His work has been quoted or mentioned in The New York Times, The Wall Street Journal, Los Angeles Times, The Washington Post, NBC News, Time, The New Yorker, HuffPost USA Today, Business Insider, Yahoo, AOL, MarketWatch, The Atlantic, Bloomberg, New York Post, Chicago Tribune, Forbes, The Guardian and many other major publications.
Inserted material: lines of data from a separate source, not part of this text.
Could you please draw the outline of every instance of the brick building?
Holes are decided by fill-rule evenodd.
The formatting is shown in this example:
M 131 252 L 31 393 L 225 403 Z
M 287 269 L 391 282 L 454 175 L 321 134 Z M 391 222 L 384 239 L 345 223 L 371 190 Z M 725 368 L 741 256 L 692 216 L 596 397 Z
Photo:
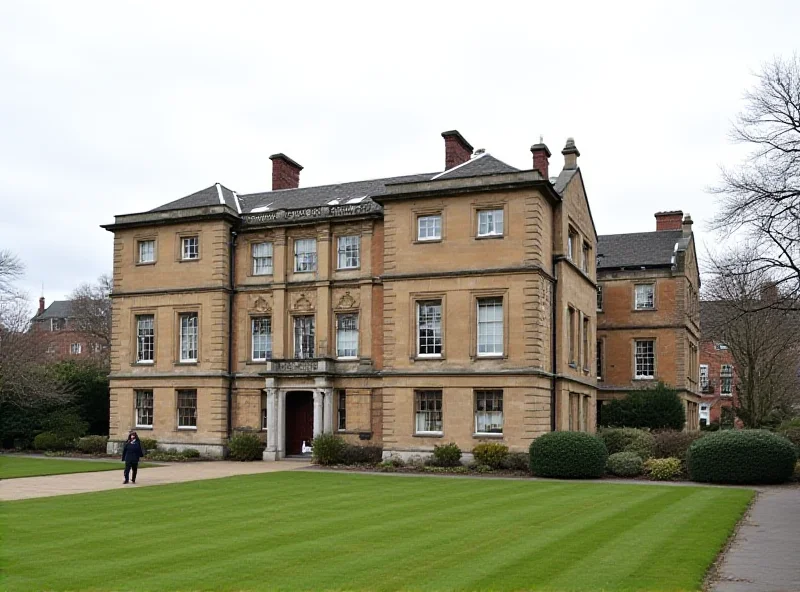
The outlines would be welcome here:
M 598 405 L 658 381 L 699 427 L 700 275 L 692 220 L 659 212 L 655 232 L 598 238 Z M 598 410 L 600 412 L 600 410 Z
M 69 300 L 55 300 L 45 308 L 44 297 L 31 319 L 31 331 L 39 336 L 48 361 L 88 360 L 102 355 L 105 346 L 96 337 L 78 329 Z
M 265 459 L 315 434 L 410 455 L 595 427 L 596 233 L 574 141 L 549 174 L 442 134 L 440 172 L 221 184 L 117 216 L 111 448 L 129 429 Z

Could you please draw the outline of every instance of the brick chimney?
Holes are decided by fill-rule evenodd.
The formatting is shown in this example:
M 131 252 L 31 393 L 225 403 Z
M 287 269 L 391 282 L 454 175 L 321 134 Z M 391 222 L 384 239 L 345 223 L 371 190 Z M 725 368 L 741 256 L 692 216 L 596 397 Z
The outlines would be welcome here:
M 578 157 L 581 153 L 575 147 L 575 138 L 567 138 L 567 144 L 564 146 L 561 154 L 564 155 L 564 169 L 578 168 Z
M 303 167 L 283 153 L 273 154 L 269 157 L 272 161 L 272 190 L 297 189 L 300 186 L 300 171 Z
M 764 282 L 761 286 L 761 302 L 775 304 L 778 300 L 780 300 L 778 284 L 775 282 Z
M 464 164 L 472 157 L 474 148 L 458 131 L 442 132 L 444 138 L 444 170 Z
M 541 173 L 544 180 L 550 178 L 550 149 L 546 144 L 539 142 L 531 146 L 533 153 L 533 168 Z
M 674 210 L 672 212 L 656 212 L 656 231 L 662 230 L 683 230 L 683 212 Z M 691 218 L 689 219 L 691 221 Z
M 681 224 L 681 229 L 683 230 L 683 236 L 689 237 L 692 236 L 692 217 L 687 213 L 683 217 L 683 223 Z
M 38 317 L 43 312 L 44 312 L 44 296 L 39 298 L 39 312 L 36 313 L 36 316 Z

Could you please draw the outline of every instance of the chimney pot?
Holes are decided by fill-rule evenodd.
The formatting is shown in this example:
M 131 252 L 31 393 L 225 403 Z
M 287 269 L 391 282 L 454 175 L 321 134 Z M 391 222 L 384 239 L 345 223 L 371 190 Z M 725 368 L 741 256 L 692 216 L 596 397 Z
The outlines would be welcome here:
M 761 286 L 761 301 L 774 304 L 778 300 L 780 300 L 780 291 L 778 290 L 778 284 L 776 284 L 775 282 L 765 282 Z
M 457 130 L 442 132 L 444 138 L 444 170 L 464 164 L 472 157 L 474 148 Z
M 39 298 L 39 312 L 36 313 L 36 314 L 38 316 L 38 315 L 42 314 L 43 312 L 44 312 L 44 296 Z
M 564 155 L 565 170 L 578 168 L 578 157 L 581 153 L 575 146 L 575 138 L 567 138 L 567 144 L 564 146 L 561 154 Z
M 297 189 L 300 186 L 300 171 L 303 167 L 279 152 L 269 157 L 272 161 L 272 190 Z
M 547 144 L 539 142 L 531 146 L 531 152 L 533 153 L 534 170 L 539 171 L 544 180 L 547 181 L 550 179 L 550 149 Z
M 656 212 L 656 231 L 662 230 L 682 230 L 683 212 L 673 210 L 671 212 Z
M 683 229 L 683 236 L 691 236 L 692 235 L 692 217 L 687 213 L 683 217 L 683 224 L 681 224 L 681 228 Z

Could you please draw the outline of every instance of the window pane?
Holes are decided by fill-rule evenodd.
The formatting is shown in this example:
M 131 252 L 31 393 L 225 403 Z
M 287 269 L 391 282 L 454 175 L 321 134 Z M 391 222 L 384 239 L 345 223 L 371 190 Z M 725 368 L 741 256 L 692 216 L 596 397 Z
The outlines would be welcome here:
M 355 358 L 358 356 L 358 315 L 336 315 L 336 356 Z
M 155 328 L 153 315 L 136 317 L 136 361 L 152 362 L 155 353 Z
M 478 355 L 503 353 L 503 299 L 478 300 Z
M 478 212 L 478 236 L 499 236 L 503 234 L 503 210 L 482 210 Z
M 503 391 L 475 391 L 475 432 L 503 433 Z
M 197 391 L 178 391 L 178 427 L 197 427 Z
M 420 216 L 417 218 L 417 240 L 436 240 L 442 238 L 442 217 Z
M 418 353 L 421 356 L 442 355 L 442 301 L 417 304 Z
M 294 241 L 294 270 L 300 273 L 316 271 L 317 241 L 302 238 Z
M 268 360 L 272 357 L 272 319 L 257 317 L 252 320 L 253 360 Z
M 153 426 L 153 391 L 136 391 L 136 426 Z
M 156 242 L 139 241 L 139 263 L 152 263 L 156 260 Z
M 314 357 L 314 317 L 294 318 L 294 357 Z
M 180 335 L 180 361 L 197 361 L 197 313 L 182 314 Z
M 597 286 L 597 310 L 603 310 L 603 286 Z
M 442 431 L 442 391 L 416 391 L 415 406 L 417 432 Z
M 196 236 L 189 236 L 181 241 L 182 257 L 184 259 L 197 259 L 200 257 L 200 243 Z
M 636 310 L 654 307 L 653 284 L 639 284 L 636 290 Z
M 339 269 L 354 269 L 359 265 L 360 237 L 340 236 L 339 237 Z
M 652 340 L 636 342 L 636 376 L 653 378 L 655 376 L 655 342 Z
M 347 399 L 345 395 L 345 391 L 339 391 L 338 401 L 336 403 L 336 411 L 337 411 L 337 420 L 336 420 L 336 428 L 338 430 L 346 430 L 347 429 Z
M 253 245 L 253 275 L 270 275 L 272 273 L 272 243 L 255 243 Z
McIntyre has been a guest on CNBC, the BBC and television and radio stations across the country.

A magna cum laude graduate of Harvard College, McIntyre also was president of The Harvard Advocate. Founded in 1866, the Advocate is the oldest college publication in the United States.

TheStreet.com, Comps.com and Edgar Online are some of the public companies for which McIntyre served on the board of directors. He was a Vicinity Corporation board member when the company was sold to Microsoft in 2002. He served on the audit committees of some of these companies.

McIntyre has been the CEO of FutureSource, a provider of trading terminals and news to commodities and futures traders. He was president of Switchboard, the online phone directory company. He served as chairman and CEO of On2 Technologies, the video compression company that provided video compression software for Adobe’s Flash. Google bought On2 in 2009.